The Janus-Faced Role of Cell-Mediated Immune Responses in Pancreatic Cancer

Elena Niccolai,1 Antonio Taddei,1,3 Federica Ricci,2 Maria Novella Ringressi,1,3 *Amedeo Amedei2

1. Department of Surgery and Translational Medicine, University of Florence, Florence, Italy
2. Department of Experimental and Clinical Medicine, University of Florence, Florence, Italy
3. Department of Biomedicine, Azienda Ospedaliera Universitaria Careggi (AOUC), Florence, Italy
*Correspondence to

Disclosure: The authors have declared no conflicts of interest.
Acknowledgements: This work was supported by grants from the regional contribution of ‘the Programma Attuativo Regionale (Toscana) cofinanziato dal FAS (adesso FSC) – PAR FAS 2007-2013,’ the Italian Ministry of University and Research, and the Foundation ‘Ente Cassa di Risparmio di Firenze’.
Received: 23.05.17 Accepted: 15.09.17
Citation: EMJ Oncol. 2017;5[1]:62-69.


Pancreatic cancer (PC) still represents an unresolved therapeutic challenge due to the associated poor prognosis and the lack of responsiveness to current treatments. Surgery, followed by adjuvant therapy, is the only potentially curative treatment for PC; however, only 20% of PC patients have a potential resectable disease at diagnosis and the overall 5-year survival rate does not exceed 20%. In this context, better, more effective strategies are needed. Immunotherapy is an interesting approach for cancer treatments, but increasing evidence testifies that the immune system plays contrasting roles in both tumour elimination and tumour progression.

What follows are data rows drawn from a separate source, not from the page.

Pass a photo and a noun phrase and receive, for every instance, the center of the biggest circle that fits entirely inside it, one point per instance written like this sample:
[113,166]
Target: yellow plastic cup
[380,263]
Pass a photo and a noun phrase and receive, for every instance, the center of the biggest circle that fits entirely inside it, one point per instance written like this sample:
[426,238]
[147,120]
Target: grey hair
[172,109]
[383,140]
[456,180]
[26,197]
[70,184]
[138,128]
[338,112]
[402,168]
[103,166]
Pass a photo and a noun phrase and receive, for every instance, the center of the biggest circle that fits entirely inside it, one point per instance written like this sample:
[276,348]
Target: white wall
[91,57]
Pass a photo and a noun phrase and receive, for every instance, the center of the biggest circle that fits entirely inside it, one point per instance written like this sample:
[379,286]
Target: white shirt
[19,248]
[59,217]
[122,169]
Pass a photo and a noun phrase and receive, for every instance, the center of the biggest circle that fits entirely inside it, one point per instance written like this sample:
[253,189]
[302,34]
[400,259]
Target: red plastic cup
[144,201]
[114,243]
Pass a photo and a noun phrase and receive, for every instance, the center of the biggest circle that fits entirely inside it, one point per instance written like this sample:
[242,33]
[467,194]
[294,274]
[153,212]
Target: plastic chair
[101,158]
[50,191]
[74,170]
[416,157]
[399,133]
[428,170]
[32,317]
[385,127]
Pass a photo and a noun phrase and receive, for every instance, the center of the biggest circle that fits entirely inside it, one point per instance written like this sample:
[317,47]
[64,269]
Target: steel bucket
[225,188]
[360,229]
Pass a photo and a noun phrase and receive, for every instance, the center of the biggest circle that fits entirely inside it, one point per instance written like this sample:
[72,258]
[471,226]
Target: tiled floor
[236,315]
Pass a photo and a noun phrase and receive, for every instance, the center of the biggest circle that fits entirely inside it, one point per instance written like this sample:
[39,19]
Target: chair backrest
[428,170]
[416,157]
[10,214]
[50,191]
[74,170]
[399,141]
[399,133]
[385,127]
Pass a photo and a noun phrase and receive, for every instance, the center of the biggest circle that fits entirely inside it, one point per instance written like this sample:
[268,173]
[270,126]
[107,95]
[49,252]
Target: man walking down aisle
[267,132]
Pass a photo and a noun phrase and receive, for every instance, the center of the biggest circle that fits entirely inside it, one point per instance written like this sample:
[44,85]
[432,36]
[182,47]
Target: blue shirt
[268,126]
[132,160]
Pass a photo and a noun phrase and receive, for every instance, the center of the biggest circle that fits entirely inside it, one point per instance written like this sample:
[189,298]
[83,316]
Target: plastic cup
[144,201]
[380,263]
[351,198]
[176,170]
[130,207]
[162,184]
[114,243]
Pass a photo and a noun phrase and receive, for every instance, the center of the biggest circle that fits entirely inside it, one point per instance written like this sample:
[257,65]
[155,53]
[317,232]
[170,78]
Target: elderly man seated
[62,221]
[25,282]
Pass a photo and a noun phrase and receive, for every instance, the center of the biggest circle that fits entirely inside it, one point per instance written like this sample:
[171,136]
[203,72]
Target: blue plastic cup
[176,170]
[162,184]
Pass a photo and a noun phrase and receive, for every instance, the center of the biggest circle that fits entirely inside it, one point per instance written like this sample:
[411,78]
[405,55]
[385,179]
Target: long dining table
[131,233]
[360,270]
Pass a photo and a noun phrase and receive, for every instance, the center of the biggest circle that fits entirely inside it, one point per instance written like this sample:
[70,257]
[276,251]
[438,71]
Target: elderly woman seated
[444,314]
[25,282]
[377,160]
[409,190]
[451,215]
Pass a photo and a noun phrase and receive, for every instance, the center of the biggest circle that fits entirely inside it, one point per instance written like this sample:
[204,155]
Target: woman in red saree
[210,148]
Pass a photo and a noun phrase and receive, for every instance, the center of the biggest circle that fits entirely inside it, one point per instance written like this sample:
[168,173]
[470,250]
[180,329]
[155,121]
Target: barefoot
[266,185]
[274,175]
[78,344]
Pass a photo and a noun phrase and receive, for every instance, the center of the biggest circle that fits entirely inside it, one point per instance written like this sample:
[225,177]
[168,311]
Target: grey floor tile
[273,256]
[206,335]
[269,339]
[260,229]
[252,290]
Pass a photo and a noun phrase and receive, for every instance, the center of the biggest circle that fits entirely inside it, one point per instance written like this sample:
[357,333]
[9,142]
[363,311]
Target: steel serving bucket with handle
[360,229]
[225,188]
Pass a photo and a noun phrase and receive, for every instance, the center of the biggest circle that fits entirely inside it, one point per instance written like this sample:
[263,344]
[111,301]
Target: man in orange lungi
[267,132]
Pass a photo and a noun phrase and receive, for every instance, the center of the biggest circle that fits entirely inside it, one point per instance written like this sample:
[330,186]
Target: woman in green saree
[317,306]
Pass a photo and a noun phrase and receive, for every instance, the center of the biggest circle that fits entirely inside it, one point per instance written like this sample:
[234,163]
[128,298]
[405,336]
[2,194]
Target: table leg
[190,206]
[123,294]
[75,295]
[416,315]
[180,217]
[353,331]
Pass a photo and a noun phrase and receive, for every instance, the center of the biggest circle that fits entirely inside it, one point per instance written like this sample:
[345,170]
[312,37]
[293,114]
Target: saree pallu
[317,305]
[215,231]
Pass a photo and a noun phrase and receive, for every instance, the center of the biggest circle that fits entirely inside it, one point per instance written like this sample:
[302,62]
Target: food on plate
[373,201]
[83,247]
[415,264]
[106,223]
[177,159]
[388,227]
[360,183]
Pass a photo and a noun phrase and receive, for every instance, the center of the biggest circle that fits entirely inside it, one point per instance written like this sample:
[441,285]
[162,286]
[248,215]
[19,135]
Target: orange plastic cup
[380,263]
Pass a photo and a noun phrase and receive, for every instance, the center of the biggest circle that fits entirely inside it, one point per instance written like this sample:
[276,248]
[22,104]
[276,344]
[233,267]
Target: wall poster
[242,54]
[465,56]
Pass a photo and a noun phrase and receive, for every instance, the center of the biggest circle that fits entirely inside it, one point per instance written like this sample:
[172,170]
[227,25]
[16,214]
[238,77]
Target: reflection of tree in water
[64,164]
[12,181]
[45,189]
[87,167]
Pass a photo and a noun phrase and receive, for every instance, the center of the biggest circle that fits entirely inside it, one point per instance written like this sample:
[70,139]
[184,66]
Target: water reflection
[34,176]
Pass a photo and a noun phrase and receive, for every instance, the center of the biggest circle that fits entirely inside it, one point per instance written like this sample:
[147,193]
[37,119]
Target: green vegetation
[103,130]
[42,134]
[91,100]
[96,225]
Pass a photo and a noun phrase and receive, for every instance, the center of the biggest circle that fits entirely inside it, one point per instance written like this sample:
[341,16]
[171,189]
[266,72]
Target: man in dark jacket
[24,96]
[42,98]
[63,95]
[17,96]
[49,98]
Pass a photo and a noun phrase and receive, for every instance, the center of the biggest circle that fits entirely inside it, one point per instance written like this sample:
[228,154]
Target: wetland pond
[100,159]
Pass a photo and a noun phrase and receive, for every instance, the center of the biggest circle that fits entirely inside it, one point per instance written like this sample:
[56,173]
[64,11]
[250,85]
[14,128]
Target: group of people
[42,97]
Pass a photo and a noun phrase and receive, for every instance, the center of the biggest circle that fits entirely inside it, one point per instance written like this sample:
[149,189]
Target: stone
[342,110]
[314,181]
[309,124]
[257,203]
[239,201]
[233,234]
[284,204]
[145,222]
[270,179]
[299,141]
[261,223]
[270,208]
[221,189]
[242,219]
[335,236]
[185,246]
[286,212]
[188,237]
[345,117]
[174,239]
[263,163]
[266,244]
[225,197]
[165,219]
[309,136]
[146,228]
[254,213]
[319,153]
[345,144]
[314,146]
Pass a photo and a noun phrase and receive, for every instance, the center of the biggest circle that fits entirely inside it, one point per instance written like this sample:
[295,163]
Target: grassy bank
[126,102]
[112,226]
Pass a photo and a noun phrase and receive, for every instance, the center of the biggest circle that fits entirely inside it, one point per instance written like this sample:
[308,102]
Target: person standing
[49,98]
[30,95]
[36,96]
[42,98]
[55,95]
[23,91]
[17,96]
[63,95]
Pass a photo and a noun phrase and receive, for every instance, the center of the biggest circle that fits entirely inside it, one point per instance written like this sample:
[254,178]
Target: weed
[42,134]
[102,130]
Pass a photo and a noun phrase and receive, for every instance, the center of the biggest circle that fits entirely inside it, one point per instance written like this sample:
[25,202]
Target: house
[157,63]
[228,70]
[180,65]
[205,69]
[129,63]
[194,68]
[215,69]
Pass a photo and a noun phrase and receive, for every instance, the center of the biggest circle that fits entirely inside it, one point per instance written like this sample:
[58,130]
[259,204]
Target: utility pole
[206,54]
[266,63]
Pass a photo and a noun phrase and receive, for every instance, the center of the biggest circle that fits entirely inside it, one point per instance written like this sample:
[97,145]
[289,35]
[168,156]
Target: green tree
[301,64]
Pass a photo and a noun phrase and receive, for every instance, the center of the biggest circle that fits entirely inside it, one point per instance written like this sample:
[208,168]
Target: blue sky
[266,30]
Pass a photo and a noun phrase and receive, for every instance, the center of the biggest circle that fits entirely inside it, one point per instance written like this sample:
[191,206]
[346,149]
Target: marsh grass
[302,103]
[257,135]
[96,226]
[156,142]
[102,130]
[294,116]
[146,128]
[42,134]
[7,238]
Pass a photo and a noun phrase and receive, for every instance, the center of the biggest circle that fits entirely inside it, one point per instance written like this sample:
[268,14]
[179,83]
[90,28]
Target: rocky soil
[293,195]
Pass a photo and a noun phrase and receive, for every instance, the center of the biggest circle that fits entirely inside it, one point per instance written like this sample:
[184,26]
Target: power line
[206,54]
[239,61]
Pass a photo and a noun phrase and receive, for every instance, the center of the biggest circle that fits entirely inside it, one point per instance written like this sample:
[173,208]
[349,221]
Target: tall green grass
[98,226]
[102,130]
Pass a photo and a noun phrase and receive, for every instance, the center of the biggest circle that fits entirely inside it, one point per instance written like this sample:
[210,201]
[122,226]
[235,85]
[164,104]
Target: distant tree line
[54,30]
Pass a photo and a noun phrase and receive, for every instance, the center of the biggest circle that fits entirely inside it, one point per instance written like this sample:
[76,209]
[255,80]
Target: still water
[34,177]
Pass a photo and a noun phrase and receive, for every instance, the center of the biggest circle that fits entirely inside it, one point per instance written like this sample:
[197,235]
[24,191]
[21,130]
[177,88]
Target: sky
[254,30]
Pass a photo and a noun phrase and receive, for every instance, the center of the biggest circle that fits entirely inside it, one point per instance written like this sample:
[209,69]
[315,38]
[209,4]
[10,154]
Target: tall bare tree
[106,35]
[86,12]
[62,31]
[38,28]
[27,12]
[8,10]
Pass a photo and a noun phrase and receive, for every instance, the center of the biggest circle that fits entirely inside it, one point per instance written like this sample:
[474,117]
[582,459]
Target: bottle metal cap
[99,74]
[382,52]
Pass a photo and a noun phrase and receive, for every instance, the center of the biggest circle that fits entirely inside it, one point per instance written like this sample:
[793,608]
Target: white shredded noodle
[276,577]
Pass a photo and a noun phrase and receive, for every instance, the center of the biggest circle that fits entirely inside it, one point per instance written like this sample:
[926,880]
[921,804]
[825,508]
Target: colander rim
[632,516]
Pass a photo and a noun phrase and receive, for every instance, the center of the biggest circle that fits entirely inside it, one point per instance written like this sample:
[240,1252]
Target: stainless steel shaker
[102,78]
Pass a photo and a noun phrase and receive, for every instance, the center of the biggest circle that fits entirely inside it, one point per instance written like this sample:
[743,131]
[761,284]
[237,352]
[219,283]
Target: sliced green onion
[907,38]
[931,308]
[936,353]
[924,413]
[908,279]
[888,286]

In particular, PC is considered relatively immune resistant due to the characteristic fibrosis, the presence of immunosuppressive cells, and the compact extracellular matrix that defines the tumour microenvironment and allows for the growth of cancer cells. Despite this, there is evidence that PC cells are able to induce an anti-tumour immune response that can impact the disease course. More recently, it has become clear that PC activates both the anti-cancer immune response and the immunosuppressive effects of the immune system; therefore, for the immune-therapeutic strategies to be effective, they should involve not only the stimulation of the immune system but also the control of the immunosuppressive milieu. In this review, we discuss the dual role of immune cells in the onset and progression of PC.